Wie der Verwaltungsgerichtshof in Auslegung der Bestimmung des § 45 Abs. 2 StVO 1960 in ständiger Rechtsprechung dargelegt hat, ist bei der Prüfung der erforderlichen Voraussetzungen für die Erteilung von derartigen Ausnahmebewilligungen ein strenger Maßstab anzulegen. Eine Ausnahmebewilligung nach § 45 Abs. 2 leg. cit. ist daher nur bei Vorliegen von gravierenden, den Antragsteller außergewöhnlich hart treffenden Gründen zu erteilen (vgl. das hg. Erkenntnis vom 4. Februar 1994, Zl. 93/02/0279). Dabei muß die Möglichkeit, einen in angemessener Entfernung gelegenen Abstellplatz in einer Parkgarage zu mieten, jedenfalls ausgeschöpft werden. Dem Beschwerdeführer wäre es damit auch möglich, jederzeit über sein in Nähe seines Geschäftslokales abgestelltes Autos zu verfügen und für "Postarbeiten" in Betrieb zu setzen. Soweit der Beschwerdeführer vorbringt, daß ihm die Anmietung eines Stellplatzes "wirtschaftlich nicht erträglich" sei, unterläßt er es, dies näher darzulegen. Daß die Beladung des Fahrzeuges innerhalb der in der Kurzparkzone höchstzulässigen Parkdauer nicht möglich wäre, wurde vom Beschwerdeführer nicht behauptet. Für die Abholung und Lieferung von Kleinteilen ist der Beschwerdeführer schließlich darauf zu verweisen, daß ihm bei Anwendung des von der Rechtsprechung geforderten "strengen Maßstabes" auch die Verwendung von Taxis oder öffentlichen Verkehrsmitteln zumutbar ist.

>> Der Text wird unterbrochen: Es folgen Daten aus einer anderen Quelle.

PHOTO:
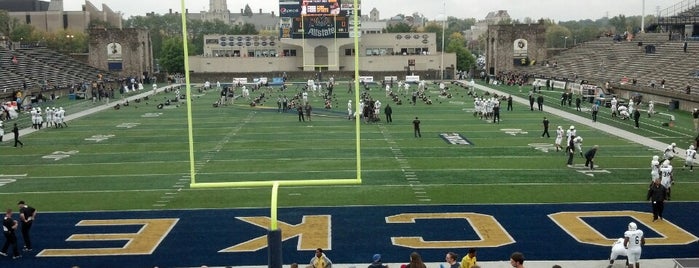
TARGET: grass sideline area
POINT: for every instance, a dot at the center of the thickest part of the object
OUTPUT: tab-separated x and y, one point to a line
127	159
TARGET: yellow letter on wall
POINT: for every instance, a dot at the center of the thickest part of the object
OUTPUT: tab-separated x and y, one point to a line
142	242
574	223
491	233
313	232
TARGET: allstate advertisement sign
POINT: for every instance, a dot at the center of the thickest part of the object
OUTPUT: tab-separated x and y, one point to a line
291	10
319	27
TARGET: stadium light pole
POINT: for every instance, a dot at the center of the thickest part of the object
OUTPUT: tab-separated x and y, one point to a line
444	22
643	16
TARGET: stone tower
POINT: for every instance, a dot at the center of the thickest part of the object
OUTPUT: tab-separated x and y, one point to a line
218	10
218	6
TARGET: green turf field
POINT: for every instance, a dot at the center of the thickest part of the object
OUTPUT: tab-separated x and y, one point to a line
137	157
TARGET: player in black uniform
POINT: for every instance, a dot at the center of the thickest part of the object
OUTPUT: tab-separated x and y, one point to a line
9	226
27	215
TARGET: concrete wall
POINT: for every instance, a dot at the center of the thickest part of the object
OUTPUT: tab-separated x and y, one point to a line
137	52
199	64
500	42
311	53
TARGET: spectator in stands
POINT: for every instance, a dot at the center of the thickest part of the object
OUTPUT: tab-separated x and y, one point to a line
517	260
320	260
451	260
415	261
376	262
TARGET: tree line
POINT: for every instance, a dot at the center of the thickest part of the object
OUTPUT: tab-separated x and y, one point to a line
166	34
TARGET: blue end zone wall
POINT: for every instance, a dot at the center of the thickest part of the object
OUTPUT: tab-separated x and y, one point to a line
355	234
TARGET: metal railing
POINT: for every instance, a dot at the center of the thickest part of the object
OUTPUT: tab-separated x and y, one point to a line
678	8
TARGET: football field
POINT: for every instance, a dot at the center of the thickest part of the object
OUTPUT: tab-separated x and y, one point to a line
113	166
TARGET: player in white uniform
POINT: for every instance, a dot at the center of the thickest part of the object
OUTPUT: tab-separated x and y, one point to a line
570	134
669	152
49	116
39	118
618	249
631	106
304	96
654	169
691	155
651	108
33	115
633	241
666	176
377	109
578	144
559	138
624	113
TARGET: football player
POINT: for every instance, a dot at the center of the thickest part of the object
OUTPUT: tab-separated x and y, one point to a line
691	155
666	176
618	249
559	138
633	241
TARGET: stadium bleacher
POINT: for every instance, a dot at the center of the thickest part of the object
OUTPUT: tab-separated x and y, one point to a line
38	66
607	60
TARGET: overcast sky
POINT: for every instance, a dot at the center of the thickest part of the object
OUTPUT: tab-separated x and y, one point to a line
559	10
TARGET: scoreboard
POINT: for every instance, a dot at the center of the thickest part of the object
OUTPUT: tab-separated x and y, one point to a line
314	19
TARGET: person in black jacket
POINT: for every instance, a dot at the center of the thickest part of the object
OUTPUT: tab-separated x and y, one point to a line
657	194
388	111
590	157
27	215
9	225
636	117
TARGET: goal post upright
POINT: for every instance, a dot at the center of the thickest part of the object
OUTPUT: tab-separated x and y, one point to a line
274	234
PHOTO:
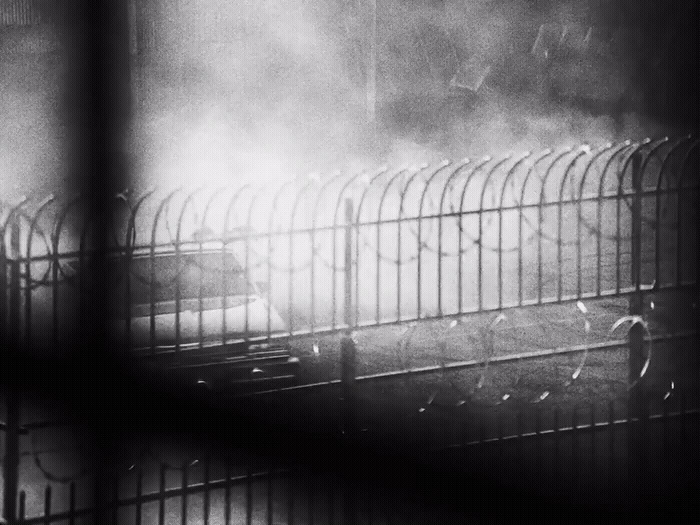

Da die belangte Behörde die vom Beschwerdeführer angestrebte Ausnahmebewilligung zu Recht versagt hat, war die Beschwerde gemäß § 42 Abs. 1 VwGG als unbegründet abzuweisen.

Die Kostenentscheidung gründet sich auf die §§ 47 ff VwGG in Verbindung mit der Verordnung BGBl. Nr. 416/1994.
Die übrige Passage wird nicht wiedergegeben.